H. Ninth Cause of Action for Negligence

 

“[A]n employer can be liable to a third person for negligently hiring, supervising, or retaining an unfit employee.” (Doe v. Capital Cities (1996) 50 Cal.App.4th 1038, 1054.) To establish a cause of action for negligent hiring, retention, or supervision, a plaintiff must show that the employer knew or should have known that hiring the employee created a particular risk or hazard and that particular harm occurs. (See Z.V. v. County of Riverside (2015) 238 Cal.App.4th 889, 902; Doe, supra, 50 Cal.App.4th at 1054.)   

 

Plaintiff alleges Defendant knew or should have known that the co-worker who assaulted him routinely exhibited dangerous conduct and continued to employee him. This is sufficient to state a cause of action for negligent hiring, supervising, and retention.

 

The demurrer to the ninth cause of action is OVERRULED.

 

G. Tenth Cause of Action for Assault

 

            Defendant demurs to the tenth cause of action on the ground that it is duplicative of the ninth.
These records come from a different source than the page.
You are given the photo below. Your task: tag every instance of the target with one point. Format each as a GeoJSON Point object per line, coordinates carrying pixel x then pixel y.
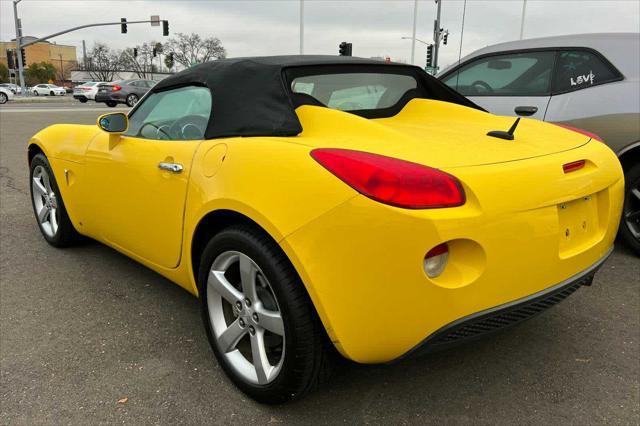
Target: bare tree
{"type": "Point", "coordinates": [103, 63]}
{"type": "Point", "coordinates": [192, 49]}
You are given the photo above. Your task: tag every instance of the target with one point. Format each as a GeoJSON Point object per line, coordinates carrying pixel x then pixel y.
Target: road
{"type": "Point", "coordinates": [83, 328]}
The Court declines to sustain the demurrer on these grounds. Plaintiff may allege alternative theories of liability.

 

            The demurrer to the tenth cause of action is OVERRULED.

 

H. Eleventh Cause of Action for Violations of Unruh

 

            Plaintiff alleges Defendants have violated the Unruh Act by denying him constitutional rights. As stated with respect to the fourth and fifth causes of action, Plaintiff has failed to identify facts supporting a claim for civil rights violations.

 

            The demurrer to the eleventh cause of action is SUSTAINED.

 

I. Twelfth Cause of Action for Whistleblower Retaliation

 

            Plaintiff alleges Defendants terminated him for reporting his co-worker’s illegal conduct. This is sufficient to maintain a cause of action for whistleblower retaliation.

 

            The demurrer to the twelfth cause of action is OVERRULED.

 

J. Motion to Strike

 

“Any party, within the time allowed to response to a pleading, may serve and file a notice of motion to strike the whole or any part" of that pleading. (CCP 435(b). “The Court may, upon a motion made pursuant to Section 435, or at any time in its discretion, and upon terms it deems proper: (a) Strike out any irrelevant, false or improper matter asserted in any pleading; (b) Strike out all or any part of any pleading not drawn or filed in conformity with the laws of this state, a court rule, or an order of the Court." (CCP 436.)

 

Punitive damages are available in noncontract cases where the defendant is guilty of “oppression, fraud, or malice.”  (Civ. Code § 3294(a).)  Conclusory allegations are insufficient to support a claim for punitive damages.  (See, e.g., Fisher v. San Pedro Peninsula Hospital (1989) 214 Cal. App. 3d 590, 620.)  However, “the stricken language must be read not in isolation, but in the context of the facts alleged in the rest of petitioner's complaint.”  (Perkins v. Superior Court (1981) 117 Cal. App. 3d 1, 6.)

 

Defendants move to strike Plaintiff’s prayers for punitive damages, attorney’s fees, and civil penalties. Defendants assert that Plaintiff has failed to allege oppression, fraud, or malice. But Plaintiff alleges his co-worker assaulted him and Defendants terminated his employment for reporting it. This supports a claim for punitive damages.

 

The Court declines to strike the request for attorney’s fees; a basis for them may arise later in the action. The request to strike civil penalties is moot because the Court sustained the demurrer to UCL violation.

 

Defendants’ motion to strike is DENIED.